My favorite person

I met my best friend in middle school. She was quiet but when she spoke I knew there was more to her than she led on. We bonded over everything; we both didn’t have any siblings, we both loved music, we were both obsessed over everything the nearby outlet had to offer. She was my entire childhood and adolescence. As time went by, she slowly came out of her shell. She transformed into the person I always knew she could be. To most she became known as “talkative” a term that I had proudly been the champion of, but now gladly shared.

I felt like I had finally had the sister I always wanted. Society tells you that your soulmate is the person you are physically attracted to, but it’s not true. Your soulmate can be anyone, and to me it was her. She was the person I confided in for everything. I wanted us to be the most unstoppable force on this earth. Successful. Beautiful. Witty. Ambitious. I wanted us to be the dynamic duo.

Of course no friendship is perfect, but I early on decided that I would ignore all the small stuff that weren’t perfect. I told myself that they didn’t matter in the grand scheme of things. We were going to grow up together, take on the world, and give absolutely no fucks. But I’m not here to divulge the greatest friendship the world has ever known, I am here to let you know that sometimes it’s okay to let go of a friendship you have spent a lifetime working on.

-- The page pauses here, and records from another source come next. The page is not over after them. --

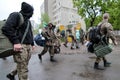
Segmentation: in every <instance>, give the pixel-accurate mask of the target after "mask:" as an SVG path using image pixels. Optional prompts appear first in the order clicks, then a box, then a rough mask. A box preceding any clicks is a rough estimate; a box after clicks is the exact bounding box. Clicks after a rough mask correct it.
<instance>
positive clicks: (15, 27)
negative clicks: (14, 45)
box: [2, 12, 34, 45]
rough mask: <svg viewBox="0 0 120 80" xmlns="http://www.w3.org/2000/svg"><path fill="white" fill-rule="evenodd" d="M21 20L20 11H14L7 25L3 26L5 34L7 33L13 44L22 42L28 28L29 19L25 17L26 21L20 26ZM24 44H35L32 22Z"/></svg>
mask: <svg viewBox="0 0 120 80" xmlns="http://www.w3.org/2000/svg"><path fill="white" fill-rule="evenodd" d="M19 20H20V15H19V14H18V12H13V13H11V14H10V15H9V17H8V19H7V21H6V23H5V25H4V26H3V28H2V32H3V34H5V35H6V36H7V37H8V38H9V40H10V41H11V42H12V43H13V44H17V43H21V40H22V38H23V35H24V32H25V30H26V28H27V22H28V21H29V20H28V19H24V23H23V24H22V25H21V26H20V27H18V25H19V22H20V21H19ZM17 28H18V29H17ZM23 44H31V45H34V42H33V33H32V26H31V23H30V27H29V30H28V32H27V35H26V37H25V39H24V41H23Z"/></svg>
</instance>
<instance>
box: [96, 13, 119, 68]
mask: <svg viewBox="0 0 120 80" xmlns="http://www.w3.org/2000/svg"><path fill="white" fill-rule="evenodd" d="M108 19H109V14H108V13H105V14H103V21H102V22H100V23H99V24H98V26H99V25H101V26H100V34H101V41H100V42H99V43H98V44H94V50H95V51H94V52H95V54H96V56H97V58H96V61H95V63H94V69H98V70H104V68H100V67H99V62H100V61H101V58H102V59H103V62H104V67H109V66H110V64H111V63H110V62H108V61H107V59H106V58H105V55H107V54H109V53H110V52H112V48H111V46H110V45H109V39H111V40H112V42H113V43H114V45H117V42H116V38H115V35H114V33H113V27H112V25H111V24H110V23H109V22H108Z"/></svg>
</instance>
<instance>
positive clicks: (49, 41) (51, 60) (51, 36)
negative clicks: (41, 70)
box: [38, 23, 57, 62]
mask: <svg viewBox="0 0 120 80" xmlns="http://www.w3.org/2000/svg"><path fill="white" fill-rule="evenodd" d="M54 27H55V26H54V25H53V24H52V23H49V24H48V26H46V27H45V28H43V30H42V33H41V34H42V35H43V36H44V37H45V40H46V43H45V46H44V49H43V51H42V52H41V53H40V54H38V57H39V59H40V61H41V62H42V56H43V55H44V54H45V53H47V51H48V50H49V54H50V61H51V62H55V61H56V60H54V54H55V53H54V42H55V41H56V40H57V37H56V35H55V33H54V30H53V28H54Z"/></svg>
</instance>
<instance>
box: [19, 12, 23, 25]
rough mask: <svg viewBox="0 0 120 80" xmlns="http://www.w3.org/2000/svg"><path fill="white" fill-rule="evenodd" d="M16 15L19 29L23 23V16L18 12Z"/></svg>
mask: <svg viewBox="0 0 120 80" xmlns="http://www.w3.org/2000/svg"><path fill="white" fill-rule="evenodd" d="M18 14H19V16H20V20H19V24H18V27H19V26H21V25H22V24H23V23H24V18H23V15H22V14H21V13H19V12H18Z"/></svg>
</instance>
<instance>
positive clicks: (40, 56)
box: [38, 54, 42, 62]
mask: <svg viewBox="0 0 120 80" xmlns="http://www.w3.org/2000/svg"><path fill="white" fill-rule="evenodd" d="M38 57H39V59H40V61H41V62H42V55H41V54H38Z"/></svg>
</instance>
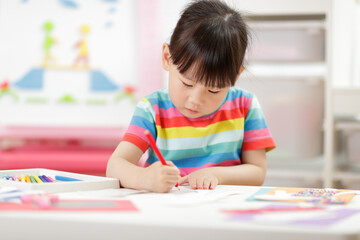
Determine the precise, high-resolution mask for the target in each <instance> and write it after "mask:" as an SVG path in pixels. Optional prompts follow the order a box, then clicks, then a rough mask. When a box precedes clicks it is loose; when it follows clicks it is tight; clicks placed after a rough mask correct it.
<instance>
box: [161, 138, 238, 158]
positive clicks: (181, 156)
mask: <svg viewBox="0 0 360 240" xmlns="http://www.w3.org/2000/svg"><path fill="white" fill-rule="evenodd" d="M241 145H242V140H241V141H237V142H225V143H219V144H215V145H211V146H207V147H203V148H194V149H182V150H164V149H161V152H162V154H163V155H164V157H165V159H168V160H170V159H171V160H178V159H184V158H193V157H203V156H207V155H213V154H218V153H228V152H234V151H236V150H237V149H239V148H240V147H241Z"/></svg>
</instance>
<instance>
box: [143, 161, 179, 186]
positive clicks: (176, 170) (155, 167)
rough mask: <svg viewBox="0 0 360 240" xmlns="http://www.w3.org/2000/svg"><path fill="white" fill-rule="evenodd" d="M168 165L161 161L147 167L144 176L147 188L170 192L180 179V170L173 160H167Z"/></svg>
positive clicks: (155, 162)
mask: <svg viewBox="0 0 360 240" xmlns="http://www.w3.org/2000/svg"><path fill="white" fill-rule="evenodd" d="M166 164H167V165H168V166H165V165H162V164H161V162H160V161H157V162H155V163H153V164H151V165H150V166H149V167H147V168H145V176H144V178H143V180H144V184H145V188H146V189H147V190H148V191H152V192H158V193H165V192H169V191H170V190H171V189H172V188H173V187H174V186H175V184H176V183H177V182H178V181H179V180H180V170H179V169H178V168H177V167H176V166H175V165H174V163H172V162H171V161H166Z"/></svg>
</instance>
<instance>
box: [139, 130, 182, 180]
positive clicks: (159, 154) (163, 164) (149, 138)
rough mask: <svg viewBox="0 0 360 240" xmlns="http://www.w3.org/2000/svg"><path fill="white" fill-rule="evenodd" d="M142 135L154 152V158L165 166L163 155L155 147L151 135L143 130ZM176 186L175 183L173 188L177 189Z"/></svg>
mask: <svg viewBox="0 0 360 240" xmlns="http://www.w3.org/2000/svg"><path fill="white" fill-rule="evenodd" d="M144 134H145V136H146V137H147V139H148V140H149V142H150V146H151V148H152V149H153V150H154V152H155V154H156V156H157V157H158V158H159V160H160V162H161V163H162V164H163V165H165V166H167V163H166V161H165V159H164V157H163V155H162V154H161V152H160V150H159V148H158V147H157V146H156V143H155V139H154V138H153V136H152V135H151V133H150V132H149V131H148V130H145V132H144ZM178 186H179V183H176V185H175V187H178Z"/></svg>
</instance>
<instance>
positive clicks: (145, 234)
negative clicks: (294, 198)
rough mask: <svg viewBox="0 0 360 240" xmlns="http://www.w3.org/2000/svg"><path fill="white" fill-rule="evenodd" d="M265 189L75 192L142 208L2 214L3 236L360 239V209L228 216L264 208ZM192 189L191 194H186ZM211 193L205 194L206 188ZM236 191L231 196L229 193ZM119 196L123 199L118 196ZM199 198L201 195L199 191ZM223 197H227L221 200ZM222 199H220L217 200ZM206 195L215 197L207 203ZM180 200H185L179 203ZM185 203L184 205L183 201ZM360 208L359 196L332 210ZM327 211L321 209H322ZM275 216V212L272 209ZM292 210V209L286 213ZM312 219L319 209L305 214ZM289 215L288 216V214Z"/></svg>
mask: <svg viewBox="0 0 360 240" xmlns="http://www.w3.org/2000/svg"><path fill="white" fill-rule="evenodd" d="M259 189H260V187H247V186H218V187H217V188H216V189H215V190H213V191H212V192H211V193H209V190H203V192H201V193H199V195H198V196H200V197H199V198H193V199H194V200H193V204H190V202H189V199H190V196H195V195H194V194H197V193H194V192H191V189H190V188H188V187H183V189H182V192H180V193H179V192H176V191H177V190H172V192H171V193H167V194H155V193H138V194H132V195H127V196H121V195H122V194H123V193H127V192H128V191H129V190H127V189H113V190H100V191H91V192H72V193H62V194H59V196H60V198H61V199H104V200H105V199H111V200H114V199H129V200H131V201H132V202H133V203H134V204H135V205H136V207H137V208H138V209H139V211H138V212H48V211H35V212H6V211H2V212H0V229H1V230H0V234H1V239H22V240H25V239H51V240H53V239H61V240H67V239H86V240H90V239H106V240H108V239H117V240H120V239H157V240H161V239H179V240H180V239H181V240H183V239H186V240H190V239H197V240H198V239H242V240H243V239H266V240H268V239H277V240H281V239H301V240H305V239H326V240H329V239H360V213H358V214H354V215H352V216H350V217H348V218H346V219H343V220H342V221H339V222H337V223H335V224H332V225H329V226H318V225H297V224H282V223H276V221H275V220H276V219H277V221H278V220H279V216H281V215H279V213H274V214H277V215H269V214H267V217H268V219H269V218H270V219H272V216H274V219H275V220H274V221H272V220H266V219H265V220H262V221H264V222H259V221H255V220H254V219H252V220H249V221H244V220H238V221H231V220H229V215H227V214H225V213H223V212H221V211H220V210H222V209H239V208H259V207H263V206H266V205H269V204H274V203H273V202H265V201H261V202H259V201H245V200H246V199H247V198H248V197H249V196H251V195H252V194H254V193H255V192H257V191H258V190H259ZM186 191H188V192H187V193H185V192H186ZM205 191H206V192H205ZM206 194H208V195H206ZM230 194H231V195H230ZM116 196H118V197H116ZM196 196H197V195H196ZM221 196H223V197H222V198H220V197H221ZM216 198H220V199H216ZM204 199H212V200H213V201H209V202H202V200H204ZM180 200H181V201H180ZM181 202H182V204H181ZM340 209H358V210H360V197H359V196H356V197H355V198H354V199H353V200H352V202H351V203H349V204H347V205H342V206H332V207H331V210H340ZM321 211H322V210H321ZM271 214H272V213H271ZM285 214H288V213H285ZM302 214H306V216H307V217H308V219H312V218H316V217H317V214H318V212H317V211H313V212H309V211H306V212H303V213H302ZM284 216H286V215H284Z"/></svg>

I had been friends with her for 10 years. A decade of long conversations over a bagel and a smoothie. A decade of advice. A decade of bonding over all the homework school bestowed upon us. A decade of ignoring every sign that she did not have my best interest at heart.

It was not until I met my current best friend that I realized what type of friendship I had with my ex-best friend. It was a jealous, selfish, and fake friendship. How many times did I have to pull a “Gretchen and Karen” and suppress my feelings and stay friends with her because it was better than not being her friend at all? How many times did I have to ignore the fact that she wasn’t happy for me when I received or achieved something? How many times did I cry because she put others above me? How many times did I have to remind her not to talk to a certain person because that person was bullying me? How many times did I have to swallow my pride and reach out to her because I knew she would never reach out to me?

There are too many stories to support every question I am posing, but I know that a friendship is 50-50. So I know I have been wrong at times too. In high school, I was the “boyfriend girl.” I remember wanting to spend every waking moment with whatever high school boyfriend I had. I know that she must have felt like I didn’t care anymore. But of course, once I realized this, I became the friend she wanted and the friend I wanted her to be. I started focusing more on our friendship and hoped she would too.

I can be jealous, selfish, and fake too. I am not a perfect person. But I can tell you with completely certainty that I would never walk away from her without knowing why. At this very moment, my ex best friend has no idea why I stopped talking to her. She has no idea why I got mad and walked away. Honestly, this isn’t even about why I walked away because if it was a petty reason than so be it, but no true best friend would let a friendship die and not even know why. She has.

Unfortunately, this isn’t the first time she has been willing to let go for no reason. The first time, she called it “growing apart.” I immediately told her I didn’t accept it, and that we should just get together and work on our friendship. Why didn’t I see that as a clear sign that she did not want to be my best friend?

I can remember countless summers where out of nowhere she would stop talking to me. I would see her hanging out with our mutual friends but I was never invited. I had to fight back my tears and reach out. I didn’t care about all my other friends throwing me away because to me, she was the only one that mattered. I don’t go around throwing the “best friend” term around. As an only child, I know what it means to have someone in your corner. I know what it means to be lonely. I thrive when I’m alone, but being lonely? That’s very different.

She’s not a bad person, and she will be amazing in her adult life. She will be what we said we would always be: Dynamic. But to me she will always be a lesson learned. No one should ever stay friends with someone who does not put in the same work. No one should be friends with someone who cannot revel in your achievements. No one should be friends with someone who can’t even ask a simple question: What’s wrong?

She is my favorite person, but I know that I never was and can never be hers.